Oil prices gained 2% Thursday on a combination of news that included a rumor that OPEC will extend output cuts until the middle of next year, though this was tampered by a build in US crude oil inventories. It’s also responding--more than anything--to the faintest of signals that there may be positive developments in the US-China trade war. A 2-percent gain is about all we can hope for at this point in time, when OPEC can no longer affect major oil price movements. The highlight of the week was Putin’s description of US shale technology as “barbaric” for its disregard for the environment and his positioning of Russia as an environmentally responsible oil and gas superpower. Intelligence has long pointed to Russian efforts to discredit fracking, which is a clear threat to Russia’s Gazprom market share, most immediately in Europe. Recent data suggests that Russia is one of the top five C02 emitters in the world.

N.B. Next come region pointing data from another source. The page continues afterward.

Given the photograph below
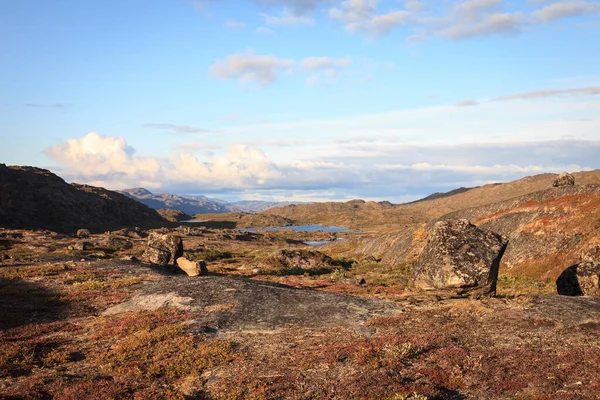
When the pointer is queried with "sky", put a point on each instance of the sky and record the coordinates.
(300, 100)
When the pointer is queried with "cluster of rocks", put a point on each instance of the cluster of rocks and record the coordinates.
(564, 179)
(166, 250)
(583, 278)
(459, 255)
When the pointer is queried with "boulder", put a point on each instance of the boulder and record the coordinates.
(81, 246)
(170, 244)
(112, 242)
(305, 259)
(459, 255)
(583, 278)
(192, 268)
(564, 179)
(83, 233)
(157, 256)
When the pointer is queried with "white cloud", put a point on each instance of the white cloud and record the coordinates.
(287, 19)
(236, 25)
(471, 7)
(251, 68)
(363, 16)
(566, 9)
(178, 128)
(589, 91)
(485, 26)
(110, 161)
(261, 30)
(265, 69)
(317, 63)
(299, 7)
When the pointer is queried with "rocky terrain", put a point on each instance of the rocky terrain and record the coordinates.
(197, 204)
(188, 204)
(461, 305)
(36, 198)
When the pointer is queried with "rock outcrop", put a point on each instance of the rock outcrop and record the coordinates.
(192, 268)
(173, 215)
(36, 198)
(458, 255)
(564, 179)
(163, 249)
(583, 278)
(305, 259)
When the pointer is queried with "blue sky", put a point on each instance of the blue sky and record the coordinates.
(300, 99)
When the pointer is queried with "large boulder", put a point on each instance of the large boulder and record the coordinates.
(192, 268)
(582, 279)
(458, 255)
(564, 179)
(171, 247)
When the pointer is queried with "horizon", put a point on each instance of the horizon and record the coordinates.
(300, 100)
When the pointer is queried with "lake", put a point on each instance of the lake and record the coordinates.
(302, 228)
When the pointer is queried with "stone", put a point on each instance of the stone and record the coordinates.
(112, 242)
(168, 243)
(564, 179)
(157, 256)
(583, 278)
(192, 268)
(80, 246)
(459, 255)
(83, 233)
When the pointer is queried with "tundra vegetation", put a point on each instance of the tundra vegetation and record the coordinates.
(275, 318)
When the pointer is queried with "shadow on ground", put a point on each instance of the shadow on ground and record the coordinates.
(24, 302)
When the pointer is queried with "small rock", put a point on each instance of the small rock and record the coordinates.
(582, 279)
(157, 256)
(192, 268)
(167, 243)
(564, 179)
(83, 233)
(81, 246)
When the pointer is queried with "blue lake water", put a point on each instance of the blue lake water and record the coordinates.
(302, 228)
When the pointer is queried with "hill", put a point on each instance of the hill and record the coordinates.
(547, 230)
(384, 217)
(188, 204)
(36, 198)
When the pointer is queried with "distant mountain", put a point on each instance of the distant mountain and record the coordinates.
(188, 204)
(440, 195)
(255, 206)
(197, 204)
(36, 198)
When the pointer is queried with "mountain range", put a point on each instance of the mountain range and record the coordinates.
(197, 204)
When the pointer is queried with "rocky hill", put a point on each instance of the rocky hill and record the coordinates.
(384, 217)
(547, 231)
(188, 204)
(197, 204)
(36, 198)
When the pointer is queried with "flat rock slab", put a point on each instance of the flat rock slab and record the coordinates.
(226, 303)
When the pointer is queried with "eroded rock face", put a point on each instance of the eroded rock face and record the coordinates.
(582, 279)
(163, 249)
(458, 255)
(192, 268)
(305, 259)
(83, 233)
(564, 179)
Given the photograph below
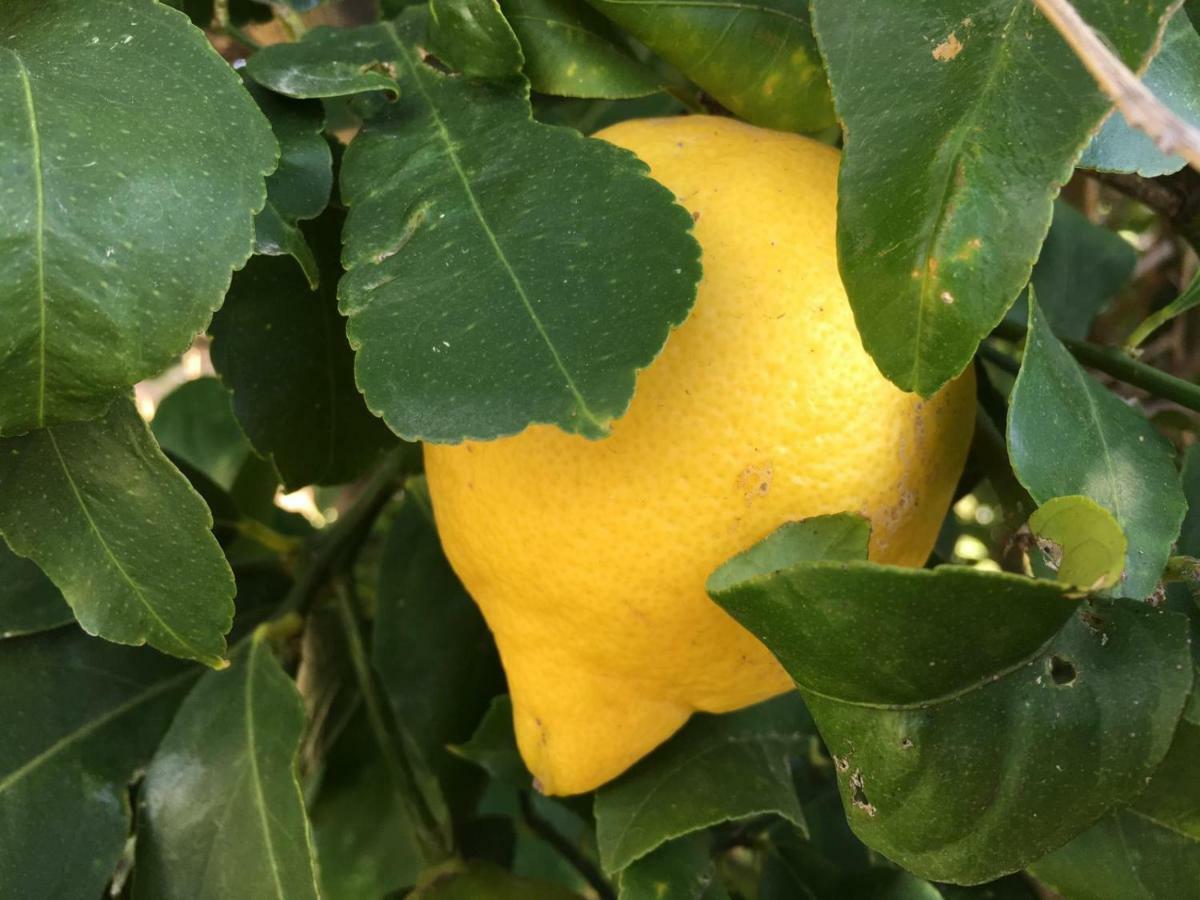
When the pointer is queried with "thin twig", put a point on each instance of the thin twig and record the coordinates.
(585, 867)
(1116, 364)
(1139, 106)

What Just Happened Offshore Guyana?
There’s plenty to be excited about offshore Guyana with the strong of discoveries for Exxon and Hess and, more recently, the move to push first production to December this year, way ahead of 2020 schedule.
So, then why is Tullow--the other company behind some major discoveries in the same basin--seeing its stock drop?
Ireland-based Tullow Oil and its smaller partner, Eco Atlantic, have just been taken to the cleaners over Guyana. In a day (Nov 20th), Tullow stock shed…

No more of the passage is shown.